標題: 深度強化學習中的多重目標預測
Multiple Target Prediction for Deep Reinforcement Learning
作者: 洪博彥
簡仁宗
Hung, Po-Yen
Chien, Jen-Tzung
電信工程研究所
關鍵字: 深度學習;強化學習;深度Q網路;多重目標預測;自然語言處理;deep learning;reinforcement learning;deep Q network;multiple target prediction;natural language processing
公開日期: 2017
摘要: 強化學習是機器學習中一塊負責處理電腦與周圍環境互動問題的重要部分。

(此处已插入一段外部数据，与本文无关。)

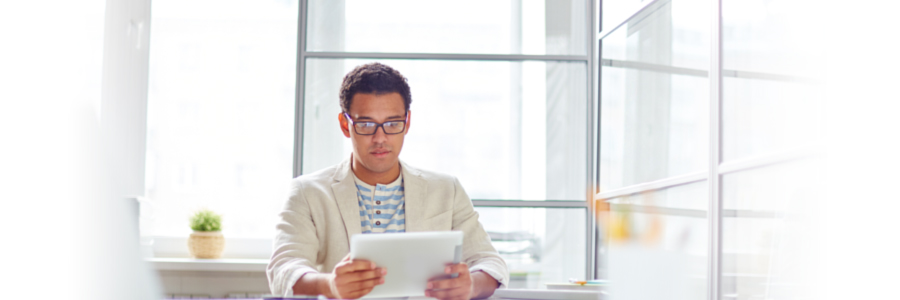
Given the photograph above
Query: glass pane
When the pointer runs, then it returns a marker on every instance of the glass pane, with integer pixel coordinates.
(654, 96)
(768, 230)
(466, 26)
(540, 245)
(771, 97)
(615, 12)
(220, 113)
(657, 239)
(507, 130)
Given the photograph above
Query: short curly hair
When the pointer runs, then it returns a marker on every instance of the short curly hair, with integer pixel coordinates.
(373, 78)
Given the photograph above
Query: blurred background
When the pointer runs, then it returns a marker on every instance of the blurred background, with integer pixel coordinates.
(688, 149)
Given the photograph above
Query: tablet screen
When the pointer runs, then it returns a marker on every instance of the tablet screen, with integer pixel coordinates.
(411, 258)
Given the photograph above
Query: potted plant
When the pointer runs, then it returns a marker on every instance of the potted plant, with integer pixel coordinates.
(207, 240)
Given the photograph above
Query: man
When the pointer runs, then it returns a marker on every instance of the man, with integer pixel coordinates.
(374, 192)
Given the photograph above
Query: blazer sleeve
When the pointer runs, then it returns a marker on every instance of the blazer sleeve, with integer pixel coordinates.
(478, 252)
(295, 245)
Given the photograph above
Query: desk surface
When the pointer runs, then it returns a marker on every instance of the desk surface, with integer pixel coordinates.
(516, 294)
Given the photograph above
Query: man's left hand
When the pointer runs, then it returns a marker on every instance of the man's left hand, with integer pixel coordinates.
(460, 287)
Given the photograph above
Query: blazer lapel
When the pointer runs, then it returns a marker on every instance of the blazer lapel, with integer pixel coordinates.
(414, 191)
(344, 189)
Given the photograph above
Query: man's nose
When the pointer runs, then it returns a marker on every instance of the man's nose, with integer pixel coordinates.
(380, 134)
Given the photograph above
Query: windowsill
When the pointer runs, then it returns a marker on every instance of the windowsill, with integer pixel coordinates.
(548, 294)
(216, 265)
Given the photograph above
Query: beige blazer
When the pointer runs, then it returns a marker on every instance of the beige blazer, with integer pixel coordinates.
(314, 229)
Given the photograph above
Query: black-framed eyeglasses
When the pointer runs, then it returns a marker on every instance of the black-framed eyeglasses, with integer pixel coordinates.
(369, 128)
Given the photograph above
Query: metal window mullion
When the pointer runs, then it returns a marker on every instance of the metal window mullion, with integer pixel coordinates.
(299, 88)
(766, 160)
(590, 243)
(447, 56)
(715, 150)
(653, 185)
(525, 203)
(636, 12)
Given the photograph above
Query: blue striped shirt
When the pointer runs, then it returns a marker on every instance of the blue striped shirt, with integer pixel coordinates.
(381, 207)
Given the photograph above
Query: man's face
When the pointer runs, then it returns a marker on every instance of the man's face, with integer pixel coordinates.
(377, 153)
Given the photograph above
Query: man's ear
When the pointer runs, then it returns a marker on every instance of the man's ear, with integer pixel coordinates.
(345, 124)
(408, 121)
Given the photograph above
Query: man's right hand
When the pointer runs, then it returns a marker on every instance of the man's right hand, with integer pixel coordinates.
(353, 279)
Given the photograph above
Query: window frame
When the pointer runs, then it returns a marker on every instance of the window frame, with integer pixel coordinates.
(717, 167)
(591, 18)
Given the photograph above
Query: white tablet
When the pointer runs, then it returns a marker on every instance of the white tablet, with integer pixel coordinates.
(411, 259)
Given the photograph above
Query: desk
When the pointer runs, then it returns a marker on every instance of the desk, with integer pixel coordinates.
(520, 295)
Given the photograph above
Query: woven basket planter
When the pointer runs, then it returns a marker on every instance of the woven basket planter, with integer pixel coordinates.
(206, 244)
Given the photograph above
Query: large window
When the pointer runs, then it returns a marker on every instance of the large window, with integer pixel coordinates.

學習者的目標為選擇一連串的行動以使得環境給予的累積獎勵最大化。其中,環境可以被模擬成一個馬可夫決策過程。強化學習演算法可被歸類成基於模型與非基於模型兩大類,基於模型的學習者使用其與環境互動過程中建造的馬可夫決策過程預測環境接下來的走向;而非基於模型的學習者不建立馬可夫決策過程,而直接從環境給的獎勵中學習。 基於模型的學習方法是由模仿人類的學習而來,人類會以對環境的了解來預測環境接下來的行為。這種學習方式十分直接易懂,但是對於電腦來說卻是極度不容易的,因為電腦並無像人類對環境的常識,知道接下來比較傾向於發生什麼。而非基於模型的方法即是為了解決當環境模型不容易建立時的替代方案。而傳統非基於模型的演算法,例如Q學習,使用表格將遇到的狀態及其分數存下,這種方法是十分缺乏效率的,因為相近的狀態照理來說應有相近的分數,此種存法無視了這種關係。而此種複雜映射的問題可以使用深度類神經網路的模型解決。深度Q網路將深度類神經網路與非基於模型的Q學習結合,提出全新的深度強化學習概念。深度Q網路另外提出兩個元件:重播記憶庫以及目標網路,這兩個元件的新增亦使深度強化學習的效能提升不少。這個結合深度學習與強化學習的重要演算法對於機器學習有十分重大的影響。 雖然近期的研究對於深度Q網路有效能的強化,深度Q網路使用單一目標值的參數更新方式使得其訓練的效率有限。在這篇論文中,我們針對這個問題提出多重目標預測的方法。這個方法在原本的深度強化學習演算法中,新增了兩個元件:預測網路以及虛擬重播記憶庫,其主要的想法是要預測出對於所有行動而非僅有單一行動的目標值並同時對於類神經網路做更新。預測網路在與環境互動的過程中,使用重播記憶庫中的資料持續訓練,此網路的目的是由已知狀態在不知道確切的下一個狀態時預測出下一個Q值與獎勵。而虛擬重播記憶庫是用來儲存狀態以及預測網路由此狀態以及所有可能行動預測出的多個目標值。值得強調的是,我們的預測是非基於模型的,亦即我們不需要任何有關環境的背景知識。因此,預測網路主要處理不知道環境模型時的預測,虛擬重播記憶庫使類神經網路一次更新整個向量而非僅有單一數值。基本上,我們的虛擬元件可以套用在任何離散行動環境並使用重播記憶庫的深度強化學習模型中。 在實驗中,我們以三個不同的實驗來測試我們的模型。在第一個實驗中,我們使用一個簡單的方格世界。在這種簡單的環境中,真實的Q值可以直接以程式算出來。我們在這個環境中顯示多個目標值同時更新將會比單一目標值的更新在訓練的過程中更有效率。在第二個實驗中,我們使用Atari 2600遊戲機的不同遊戲來測試我們這個模型的效率。在第三個實驗中,我們想顯示我們的模型也可以使用在自然語言處理的應用中。我們使用了一種類型的文字遊戲:一種狀態與行動都是以自然語言來描述的環境。我們建造一個有五個房間家庭世界,當前的目標與狀態等資訊會顯示給學習者,其目標是根據這些資訊找到正確的房間並做出正確的事。我們以這三個實驗來展現我們模型的優點。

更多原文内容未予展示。